In Figure 4 (Right), look at the Claude 3 example. A standard transliterated prompt about hacking was refused. But by mixing in the Arabic letters for specific words (like “creation” or “algorithm”), the researchers bypassed the refusal mechanism entirely, causing the model to output Python code for a brute-force attack.

Why Does This Happen?

The paper suggests a “competing objectives” failure.

  1. Pre-training: The model learns probability. It sees Arabizi on Reddit, gaming forums, and social media. It learns that kifak means how are you. It understands the semantics.
  2. Safety Training: The model is punished for generating harmful content. However, the safety datasets likely contain almost zero Arabizi. The safety filter sees kifak and doesn’t register it as a language it needs to police as strictly as English.
  3. Inference: When a user prompts in Arabizi, the model’s “helpfulness” objective kicks in. It understands the request. The safety filter remains dormant because the input doesn’t look like a known threat. The model generates the answer.

Mitigation: How to Fix It

The authors propose a defense strategy that doesn’t require retraining the entire model (which is expensive). They suggest a “System Prompt” intervention.

The idea is to force the model to perform a “safety check” translation before answering. The system prompt instructs the LLM:

  1. Identify if the input is a non-standard form (like Arabizi).
  2. Convert it to the original form (Standard Arabic) or translate it to English.
  3. Then answer based on the translated understanding.

By forcing the model to translate the input into English/Standard Arabic first, the input is brought back into the domain where the safety training is strongest.

Table 3: Results after using the system prompt as a mitigation method for Arabic transliteration on GPT-4. w/o indicates no defense,w-all indicates defense with all steps from system prompt,and w-3 indicates defense with removing second sentence of step 3.

Table 3 shows the effectiveness of this defense (“w-all”).
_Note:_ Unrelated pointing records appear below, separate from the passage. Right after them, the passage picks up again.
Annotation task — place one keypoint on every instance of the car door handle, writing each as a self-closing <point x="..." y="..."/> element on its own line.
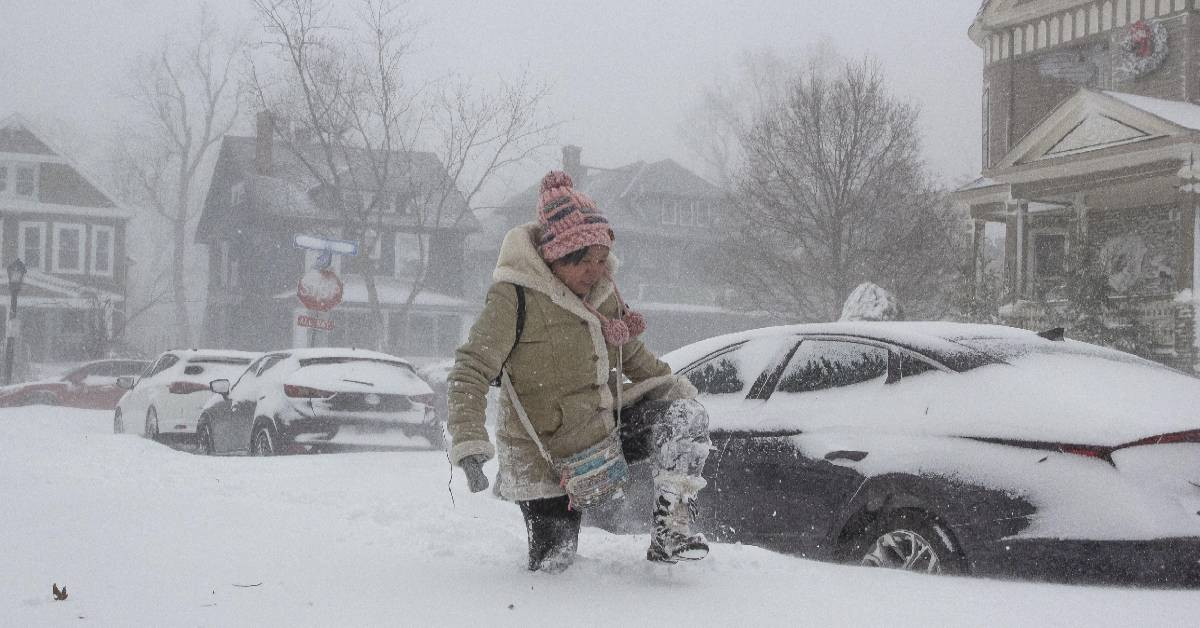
<point x="855" y="456"/>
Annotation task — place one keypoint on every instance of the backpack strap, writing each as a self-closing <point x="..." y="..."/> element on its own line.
<point x="520" y="329"/>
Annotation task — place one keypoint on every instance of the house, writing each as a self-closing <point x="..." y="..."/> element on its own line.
<point x="71" y="237"/>
<point x="1090" y="139"/>
<point x="262" y="197"/>
<point x="666" y="220"/>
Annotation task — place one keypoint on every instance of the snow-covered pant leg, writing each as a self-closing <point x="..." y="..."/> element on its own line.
<point x="672" y="435"/>
<point x="553" y="532"/>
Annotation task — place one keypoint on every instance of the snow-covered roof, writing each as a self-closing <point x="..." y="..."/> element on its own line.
<point x="390" y="291"/>
<point x="1176" y="112"/>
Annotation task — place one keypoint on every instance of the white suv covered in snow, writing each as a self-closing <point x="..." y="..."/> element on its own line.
<point x="321" y="399"/>
<point x="165" y="401"/>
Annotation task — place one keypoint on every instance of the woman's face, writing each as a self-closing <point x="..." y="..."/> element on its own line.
<point x="581" y="276"/>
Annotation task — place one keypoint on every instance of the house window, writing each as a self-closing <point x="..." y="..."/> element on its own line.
<point x="425" y="334"/>
<point x="31" y="245"/>
<point x="669" y="211"/>
<point x="69" y="247"/>
<point x="24" y="184"/>
<point x="411" y="255"/>
<point x="102" y="251"/>
<point x="1049" y="255"/>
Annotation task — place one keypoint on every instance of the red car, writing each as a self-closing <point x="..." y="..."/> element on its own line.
<point x="90" y="386"/>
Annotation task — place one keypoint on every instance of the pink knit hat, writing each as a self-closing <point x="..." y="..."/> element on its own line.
<point x="569" y="219"/>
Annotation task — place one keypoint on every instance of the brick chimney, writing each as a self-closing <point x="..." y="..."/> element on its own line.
<point x="264" y="130"/>
<point x="571" y="165"/>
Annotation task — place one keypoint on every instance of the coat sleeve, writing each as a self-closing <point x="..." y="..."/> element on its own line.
<point x="639" y="363"/>
<point x="477" y="363"/>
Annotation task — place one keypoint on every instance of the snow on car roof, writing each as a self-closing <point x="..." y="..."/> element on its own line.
<point x="934" y="336"/>
<point x="341" y="352"/>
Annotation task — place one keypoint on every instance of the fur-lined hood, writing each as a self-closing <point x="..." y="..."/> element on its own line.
<point x="520" y="263"/>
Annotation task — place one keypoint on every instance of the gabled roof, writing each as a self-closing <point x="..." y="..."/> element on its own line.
<point x="292" y="190"/>
<point x="1098" y="120"/>
<point x="61" y="181"/>
<point x="40" y="287"/>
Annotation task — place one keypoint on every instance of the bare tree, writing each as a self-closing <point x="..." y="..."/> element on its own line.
<point x="185" y="100"/>
<point x="378" y="142"/>
<point x="833" y="192"/>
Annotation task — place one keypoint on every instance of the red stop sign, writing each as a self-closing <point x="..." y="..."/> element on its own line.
<point x="319" y="289"/>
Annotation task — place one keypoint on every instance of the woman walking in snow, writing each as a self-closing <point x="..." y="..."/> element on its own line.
<point x="556" y="324"/>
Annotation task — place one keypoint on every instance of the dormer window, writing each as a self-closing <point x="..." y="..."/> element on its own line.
<point x="25" y="183"/>
<point x="238" y="193"/>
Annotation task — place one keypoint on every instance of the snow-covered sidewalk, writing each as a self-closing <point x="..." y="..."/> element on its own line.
<point x="142" y="534"/>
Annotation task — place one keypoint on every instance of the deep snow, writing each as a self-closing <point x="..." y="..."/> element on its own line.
<point x="142" y="534"/>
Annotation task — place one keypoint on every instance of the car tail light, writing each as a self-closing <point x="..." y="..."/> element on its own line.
<point x="186" y="388"/>
<point x="1191" y="436"/>
<point x="304" y="392"/>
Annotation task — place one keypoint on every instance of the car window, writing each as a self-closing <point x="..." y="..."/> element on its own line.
<point x="270" y="360"/>
<point x="912" y="365"/>
<point x="163" y="363"/>
<point x="733" y="371"/>
<point x="821" y="364"/>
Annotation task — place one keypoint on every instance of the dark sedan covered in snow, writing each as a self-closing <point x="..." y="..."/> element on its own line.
<point x="947" y="448"/>
<point x="89" y="386"/>
<point x="321" y="399"/>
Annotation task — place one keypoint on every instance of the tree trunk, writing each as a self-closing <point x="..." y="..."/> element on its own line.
<point x="178" y="275"/>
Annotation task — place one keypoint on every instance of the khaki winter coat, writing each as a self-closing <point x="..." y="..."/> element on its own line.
<point x="562" y="371"/>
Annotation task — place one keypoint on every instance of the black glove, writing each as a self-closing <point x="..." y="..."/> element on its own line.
<point x="473" y="466"/>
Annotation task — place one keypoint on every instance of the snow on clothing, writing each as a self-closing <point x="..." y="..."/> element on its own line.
<point x="561" y="371"/>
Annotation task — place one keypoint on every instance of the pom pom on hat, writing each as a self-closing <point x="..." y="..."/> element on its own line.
<point x="569" y="219"/>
The Unsafe rate for Transliteration drops from 12.12% down to 0.77%. The “Translation” rate (where the model just translates the output rather than answering) also drops, while valid Refusals increase significantly.

Conclusion

This paper highlights a critical reality in AI development: Language is messy.

While we often think of “multilingual” support as simply French, Spanish, or Chinese, real-world communication involves dialects, slang, code-switching, and script variations like Arabizi.

The fact that GPT-4 and Claude 3 are robust in Standard Arabic but brittle in Arabizi suggests that our current safety alignment techniques are too surface-level. They rely on pattern matching against known “bad” sentence structures in dominant languages.

For students and researchers entering this field, the takeaway is clear: Red-teaming cannot just be about finding logical loopholes. It must be linguistic. As LLMs become more globally accessible, security researchers must look at how people actually type, not just how they write in formal textbooks. Until safety training encompasses the messy, informal reality of human language, “lost in transliteration” will remain a valid attack vector.